Building a Suggestion Box using a Discussion Board

Using the discussion board page, users may post topics—both to request answers and promote discussion. Originally, the discussion board page was intended to provide a way for team members to collaborate collectively about business topics. However, for purposes of this article, the discussion board will be used as a suggestion box, to pinpoint one area of discussion and request feedback for it.

The discussion board attributes enable users to discuss their answers about a topic openly, similar to a wiki, but by adjusting a few of the discussion board page's permissions and attributes, you can change the functionality so that posters' names remain private. In the following example, posters will be able to see only their own posts, maintaining a one-way means of communication.

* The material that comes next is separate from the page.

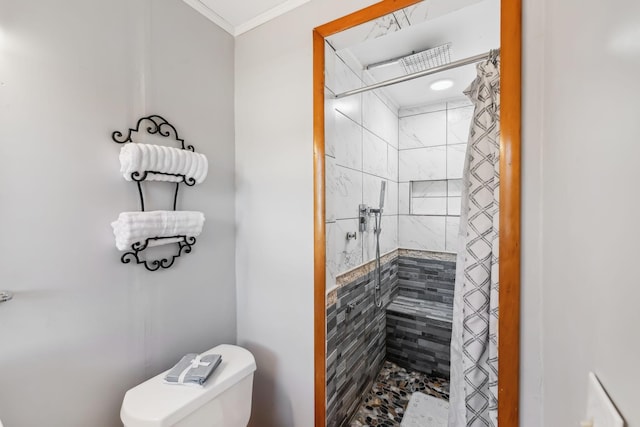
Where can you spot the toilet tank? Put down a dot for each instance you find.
(224, 400)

To create the discussion board suggestion box:

  1. Go to the Site Actions menu and click the Create button. You'll see the SharePoint layouts screen. The selections you make here determine which type of tool will be created.
  2. Locate the Discussion Board item under the Communications label. Click the discussion board link, which takes you to the discussion board creation page (see Figure 1).
  3. Type a name that clearly and concisely represents the type of suggestion information you want to receive. You may also type in a brief description that further defines the purpose of the suggestion box. This is a great place for the creator to specify how he wants the question answered or state exactly what he is looking for in more detail.
  4. Click the create button. You'll see a Discussion Board page.
  5. Click Discussion Board Settings, which takes you to the SharePoint List settings page for the Discussion Board.
  6. In the General Settings area, click Advanced Settings (see Figure 2). This section lets you manage the Read and Edit access settings for the Discussion Board. Selecting the "All Items" settings makes the Discussion Board public (everyone may see and edit what others post). To make this Discussion Board anonymous, the read and edit access should be set to "Only their own." In this case, make sure that "Only their own" is selected for both Read and Edit access. Click ok to apply your settings.
  7. Finally, to make the posts anonymous, you need to modify the views on the Discussion board page, removing the "Modified by" and "Created by" columns. Even though you previously selected Read and Edit settings to ensure that users may see only their own posts, you need to remove the columns; otherwise, administrators will be able to see who posted each item.

When you complete these final modifications, users will be able to create and post discussions/questions to the page anonymously (see Figure 3), giving them the privacy to communicate without worrying about being identified.

Taking it to the next level

The best time to implement a discussion board as a suggestion box feature is when you need collective collaboration on a topic. You can expand upon this suggestion box so that it maintains the spirit of the discussion board by allowing collaborative, but anonymous discussions of the topic. Compare this to a situation where you need to have a group of people having a conversation on a topic while blindfolding their eyes (or, more practically, a blind focus group). You receive the collaborative feedback using two-way communication while maintaining confidentiality.